Tuesday, May 7, 2013

Liberal Arts ***

Any young person who decides to major in the humanities, especially in this economy, does so at their own peril.  Or that's what society says.  Dedicating one's time these days to a "life of the mind" or towards creative endeavors faces the prospect of being told "to live in the real world" or "just be a teacher" (not knocking teaching in anyway here).  Meanwhile, book culture has underwent its share of knocks in recent years.  Book store chains are closing and placing all their hopes in electronic reading gadgets.  Alternative reading cultures have merged online with sites like goodreads and Amazon.  Readers are out there.  We're not in Fahrenheit 451 territory yet.

Starring Josh Radner (who also wrote and directed) as a hyper bookworm living in New York City where he works as a college admissions counselor.  The film opens with him giving lame pitch lines to prospective students. After breaking up with his girlfriend, he is invited back to attend an old professor's retirement party in Ohio (filmed at Kenyon College).  Jesse is the type of person who wishes college never ended with the all night chats on Delillo and Roth (although we never learn about his ambitions in college). While visiting his former professor Jesse meets a kindred spirit in Zibby (Elizabeth Olson) a drama student wise beyond her years.

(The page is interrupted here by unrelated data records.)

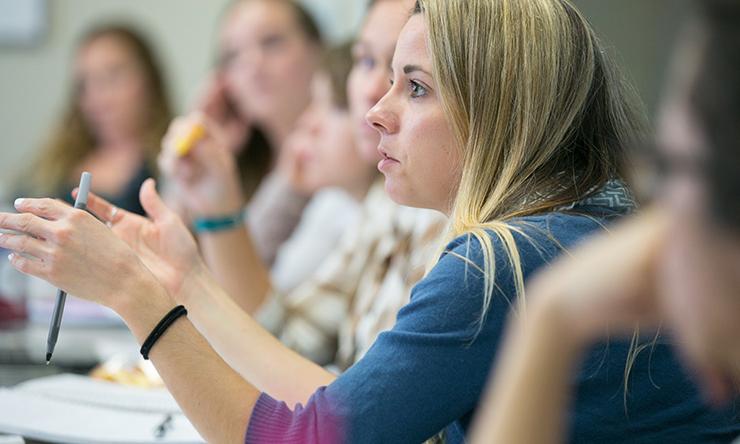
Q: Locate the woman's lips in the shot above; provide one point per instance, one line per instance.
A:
(386, 162)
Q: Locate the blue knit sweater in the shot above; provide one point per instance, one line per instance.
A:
(427, 373)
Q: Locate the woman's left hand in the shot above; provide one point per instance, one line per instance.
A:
(72, 250)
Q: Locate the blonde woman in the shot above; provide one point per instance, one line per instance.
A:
(116, 117)
(675, 266)
(503, 115)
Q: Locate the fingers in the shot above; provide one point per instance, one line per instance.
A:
(49, 209)
(24, 244)
(26, 223)
(103, 209)
(27, 265)
(152, 202)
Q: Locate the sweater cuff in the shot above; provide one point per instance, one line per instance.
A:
(273, 421)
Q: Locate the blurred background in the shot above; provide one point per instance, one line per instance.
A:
(38, 37)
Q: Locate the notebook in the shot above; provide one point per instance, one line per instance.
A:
(78, 409)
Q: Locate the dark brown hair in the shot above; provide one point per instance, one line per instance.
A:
(715, 98)
(337, 64)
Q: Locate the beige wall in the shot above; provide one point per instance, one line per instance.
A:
(33, 81)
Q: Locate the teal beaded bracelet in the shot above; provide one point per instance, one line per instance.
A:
(217, 224)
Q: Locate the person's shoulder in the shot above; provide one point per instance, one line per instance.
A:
(547, 229)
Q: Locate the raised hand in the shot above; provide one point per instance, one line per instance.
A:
(162, 241)
(72, 250)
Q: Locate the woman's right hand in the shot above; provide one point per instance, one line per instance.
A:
(162, 242)
(206, 180)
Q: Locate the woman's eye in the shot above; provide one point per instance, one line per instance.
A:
(367, 62)
(417, 90)
(272, 42)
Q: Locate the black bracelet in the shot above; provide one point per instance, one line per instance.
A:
(161, 327)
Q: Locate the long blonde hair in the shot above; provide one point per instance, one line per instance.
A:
(541, 115)
(73, 139)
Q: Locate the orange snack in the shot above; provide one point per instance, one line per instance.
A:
(184, 145)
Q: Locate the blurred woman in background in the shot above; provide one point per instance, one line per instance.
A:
(268, 53)
(675, 269)
(116, 117)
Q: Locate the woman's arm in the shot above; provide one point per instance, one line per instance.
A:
(62, 245)
(212, 395)
(207, 182)
(252, 351)
(605, 287)
(72, 250)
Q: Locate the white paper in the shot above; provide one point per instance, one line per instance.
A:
(74, 409)
(84, 390)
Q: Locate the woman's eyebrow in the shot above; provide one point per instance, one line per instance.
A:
(408, 69)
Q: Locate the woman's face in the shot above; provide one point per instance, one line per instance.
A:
(368, 81)
(420, 159)
(113, 90)
(324, 144)
(267, 61)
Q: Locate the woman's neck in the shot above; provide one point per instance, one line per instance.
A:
(360, 188)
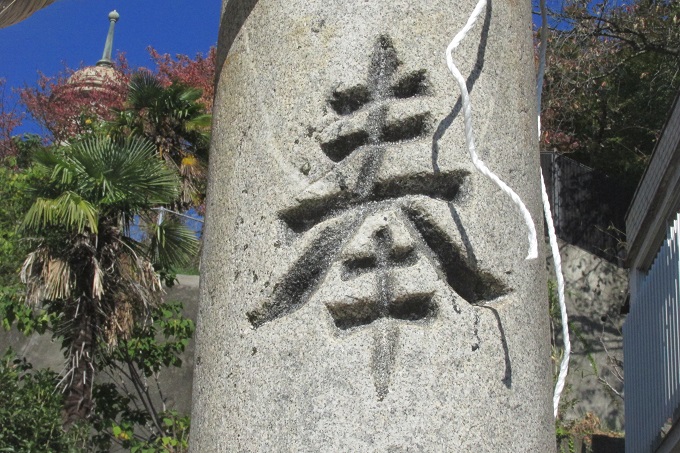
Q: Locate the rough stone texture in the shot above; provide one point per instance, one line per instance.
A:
(363, 288)
(595, 293)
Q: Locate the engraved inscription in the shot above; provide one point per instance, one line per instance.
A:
(376, 253)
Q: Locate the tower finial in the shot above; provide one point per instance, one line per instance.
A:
(106, 56)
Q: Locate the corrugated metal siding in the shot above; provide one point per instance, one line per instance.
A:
(652, 348)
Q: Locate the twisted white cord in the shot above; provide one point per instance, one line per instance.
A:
(557, 261)
(469, 134)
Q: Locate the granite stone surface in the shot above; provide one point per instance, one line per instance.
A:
(363, 288)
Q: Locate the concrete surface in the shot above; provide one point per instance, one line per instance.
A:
(363, 288)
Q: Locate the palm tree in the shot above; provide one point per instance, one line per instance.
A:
(85, 265)
(176, 122)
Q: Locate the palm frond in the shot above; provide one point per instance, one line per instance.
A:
(123, 172)
(68, 210)
(46, 277)
(172, 244)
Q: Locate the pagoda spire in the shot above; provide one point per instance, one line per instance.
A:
(106, 56)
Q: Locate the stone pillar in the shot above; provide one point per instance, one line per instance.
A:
(363, 287)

Liberal Arts is not necessarily a romantic comedy, but a film about maturity.  So, it asks some mature questions:  What does it mean to be an adult?  Why is there so much anxiety about the passing of time?  All the characters in the film are very mature - maybe the most mature film I've seen in some time.  Thankfully, the film avoids an onslaught of quirky characters, but actual adults who are engaging with the world and doing the best they can.

Jesse is a bit flaky at times, but never annoying.  When an old professor accuses him of acting like an "effete, man-boy" he decides to make a change.  He grows up.

Of course, the title "Liberal Arts" screams independent film.  The editing is sharp and all the performances ring true.  And as a liberal arts guy myself, the film has an encouraging message.  One can still build a life and stay true to their passions and still live as a functional person in the real world.  Someday, anyway.